Serves:  4 big quadrant pieces

Total Cost:  of the main ingredients, 8 eggs (about $3 worth of pastured eggs).  The kale, chard, and herbs all came from the garden.  Coconut oil, salt & pepper I’m not counting since minimal use.

Total Cost Per Person:  Less than $1.  Even if you added the optional avocado and bacon to this dish, we’re probably hovering around $1.50 per person.

Although you can really put what you want in a frittata, the main message for this post is that growing your own food can be fun, give you pride of ownership, can be the freshest ingredients possible (true FAST FOOD when coming straight from garden to table), and can save you a lot of money.  Don’t have a garden yet?  Limited on space?  Start small.  I came up with the 1-1-1 rule:  1 pot, 1 bag of organic soil, 1 packet of seeds (or organic plants from your local nursery).  Plant what you would use the most and fits your lifestyle.

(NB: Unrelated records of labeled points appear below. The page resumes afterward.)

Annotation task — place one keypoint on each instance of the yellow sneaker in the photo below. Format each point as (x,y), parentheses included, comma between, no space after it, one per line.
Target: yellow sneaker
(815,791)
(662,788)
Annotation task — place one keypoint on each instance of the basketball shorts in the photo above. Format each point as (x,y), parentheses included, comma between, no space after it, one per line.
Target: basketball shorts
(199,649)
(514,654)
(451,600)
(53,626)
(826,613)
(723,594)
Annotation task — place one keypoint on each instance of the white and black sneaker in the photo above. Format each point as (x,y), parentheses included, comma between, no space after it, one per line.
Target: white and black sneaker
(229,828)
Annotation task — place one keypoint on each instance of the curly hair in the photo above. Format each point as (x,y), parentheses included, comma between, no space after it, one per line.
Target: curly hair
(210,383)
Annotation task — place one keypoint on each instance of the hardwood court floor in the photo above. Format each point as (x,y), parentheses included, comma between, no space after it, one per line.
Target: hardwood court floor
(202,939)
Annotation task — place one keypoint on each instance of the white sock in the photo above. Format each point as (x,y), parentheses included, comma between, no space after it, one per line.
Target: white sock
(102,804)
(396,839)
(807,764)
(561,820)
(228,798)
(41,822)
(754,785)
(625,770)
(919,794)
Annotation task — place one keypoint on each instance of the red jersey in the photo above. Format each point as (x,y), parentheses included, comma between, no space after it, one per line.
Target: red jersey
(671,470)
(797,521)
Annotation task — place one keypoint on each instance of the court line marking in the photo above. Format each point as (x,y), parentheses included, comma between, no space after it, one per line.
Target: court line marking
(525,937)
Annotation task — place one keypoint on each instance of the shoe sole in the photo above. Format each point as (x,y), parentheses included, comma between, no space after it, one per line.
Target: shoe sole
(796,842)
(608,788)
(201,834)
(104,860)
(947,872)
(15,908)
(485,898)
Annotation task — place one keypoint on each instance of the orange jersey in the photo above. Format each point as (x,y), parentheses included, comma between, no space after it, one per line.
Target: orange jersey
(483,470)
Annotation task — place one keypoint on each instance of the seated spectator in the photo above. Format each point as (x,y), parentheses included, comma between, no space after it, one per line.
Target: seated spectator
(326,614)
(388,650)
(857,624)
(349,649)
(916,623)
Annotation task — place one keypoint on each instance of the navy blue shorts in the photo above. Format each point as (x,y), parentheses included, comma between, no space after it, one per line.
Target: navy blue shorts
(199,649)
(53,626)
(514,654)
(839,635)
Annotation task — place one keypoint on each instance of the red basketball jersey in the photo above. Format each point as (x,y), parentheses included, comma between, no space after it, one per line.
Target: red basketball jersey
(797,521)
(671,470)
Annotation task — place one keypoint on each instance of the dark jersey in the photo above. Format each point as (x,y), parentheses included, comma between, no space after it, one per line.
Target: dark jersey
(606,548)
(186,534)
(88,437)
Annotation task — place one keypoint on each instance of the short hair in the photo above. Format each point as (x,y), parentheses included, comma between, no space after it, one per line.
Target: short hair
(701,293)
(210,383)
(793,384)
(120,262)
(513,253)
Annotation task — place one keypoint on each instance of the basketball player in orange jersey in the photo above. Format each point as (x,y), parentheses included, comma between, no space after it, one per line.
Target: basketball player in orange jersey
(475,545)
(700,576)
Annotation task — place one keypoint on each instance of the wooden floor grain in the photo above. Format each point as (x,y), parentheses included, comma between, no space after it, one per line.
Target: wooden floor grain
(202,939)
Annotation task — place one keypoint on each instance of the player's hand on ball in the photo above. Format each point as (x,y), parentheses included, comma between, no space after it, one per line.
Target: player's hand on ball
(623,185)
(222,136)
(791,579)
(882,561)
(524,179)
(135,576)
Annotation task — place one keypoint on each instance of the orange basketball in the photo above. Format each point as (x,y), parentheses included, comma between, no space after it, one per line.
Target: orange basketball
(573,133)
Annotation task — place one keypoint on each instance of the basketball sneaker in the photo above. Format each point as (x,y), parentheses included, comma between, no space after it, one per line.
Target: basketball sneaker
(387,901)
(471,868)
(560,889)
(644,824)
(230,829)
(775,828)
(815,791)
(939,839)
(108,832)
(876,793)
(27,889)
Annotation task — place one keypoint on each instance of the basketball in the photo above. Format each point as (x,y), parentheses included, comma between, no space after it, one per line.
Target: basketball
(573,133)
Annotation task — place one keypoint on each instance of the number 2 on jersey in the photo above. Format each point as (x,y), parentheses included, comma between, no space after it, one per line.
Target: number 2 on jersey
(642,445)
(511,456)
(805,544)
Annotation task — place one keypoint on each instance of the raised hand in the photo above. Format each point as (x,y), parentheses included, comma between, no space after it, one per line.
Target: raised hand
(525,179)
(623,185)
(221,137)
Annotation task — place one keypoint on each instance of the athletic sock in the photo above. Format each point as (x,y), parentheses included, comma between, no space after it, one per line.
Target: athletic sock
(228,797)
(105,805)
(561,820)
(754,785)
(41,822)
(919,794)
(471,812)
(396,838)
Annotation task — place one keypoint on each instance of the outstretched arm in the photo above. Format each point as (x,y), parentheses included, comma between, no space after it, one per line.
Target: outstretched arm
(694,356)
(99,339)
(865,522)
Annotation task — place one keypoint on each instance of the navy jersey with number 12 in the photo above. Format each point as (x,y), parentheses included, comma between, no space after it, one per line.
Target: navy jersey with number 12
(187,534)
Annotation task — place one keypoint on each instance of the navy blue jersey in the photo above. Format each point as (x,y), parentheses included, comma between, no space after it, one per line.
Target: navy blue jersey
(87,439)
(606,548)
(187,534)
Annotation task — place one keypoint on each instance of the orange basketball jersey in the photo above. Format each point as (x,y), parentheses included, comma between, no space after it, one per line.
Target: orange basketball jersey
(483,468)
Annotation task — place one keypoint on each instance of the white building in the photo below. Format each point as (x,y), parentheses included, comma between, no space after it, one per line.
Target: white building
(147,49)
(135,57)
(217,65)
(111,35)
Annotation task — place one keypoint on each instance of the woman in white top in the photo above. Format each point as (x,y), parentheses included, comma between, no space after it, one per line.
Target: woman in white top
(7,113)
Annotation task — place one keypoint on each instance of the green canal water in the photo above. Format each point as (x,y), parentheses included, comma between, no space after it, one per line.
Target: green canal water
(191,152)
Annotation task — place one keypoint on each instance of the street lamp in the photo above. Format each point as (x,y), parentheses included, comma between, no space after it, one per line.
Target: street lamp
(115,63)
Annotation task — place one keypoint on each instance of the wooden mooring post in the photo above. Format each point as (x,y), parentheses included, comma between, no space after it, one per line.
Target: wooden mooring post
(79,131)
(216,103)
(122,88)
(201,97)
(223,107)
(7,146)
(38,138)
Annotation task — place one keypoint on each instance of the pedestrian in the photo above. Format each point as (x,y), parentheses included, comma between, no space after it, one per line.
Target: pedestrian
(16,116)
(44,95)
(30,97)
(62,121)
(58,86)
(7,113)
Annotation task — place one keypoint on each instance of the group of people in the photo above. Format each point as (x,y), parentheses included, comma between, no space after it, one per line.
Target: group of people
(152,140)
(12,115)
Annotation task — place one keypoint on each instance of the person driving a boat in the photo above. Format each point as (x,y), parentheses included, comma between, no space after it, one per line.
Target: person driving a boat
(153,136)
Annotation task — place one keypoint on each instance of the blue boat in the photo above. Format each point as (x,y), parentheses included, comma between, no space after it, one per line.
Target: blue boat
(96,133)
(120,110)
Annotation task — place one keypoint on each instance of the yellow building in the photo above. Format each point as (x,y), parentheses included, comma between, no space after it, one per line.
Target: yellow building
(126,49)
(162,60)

If you were to buy all of the organic ingredients in this meal it would obviously cost you a lot more than about $1 a person, and if you were to take your family to a restaurant and order four dishes it would cost you considerably more.  To feed your family the highest quality organic, home cooked food for less than a $1 each, really exposes the misnomer that organic food costs more that conventional food.  

Buon Appetito!

What are some tips you like to use for saving money in the kitchen?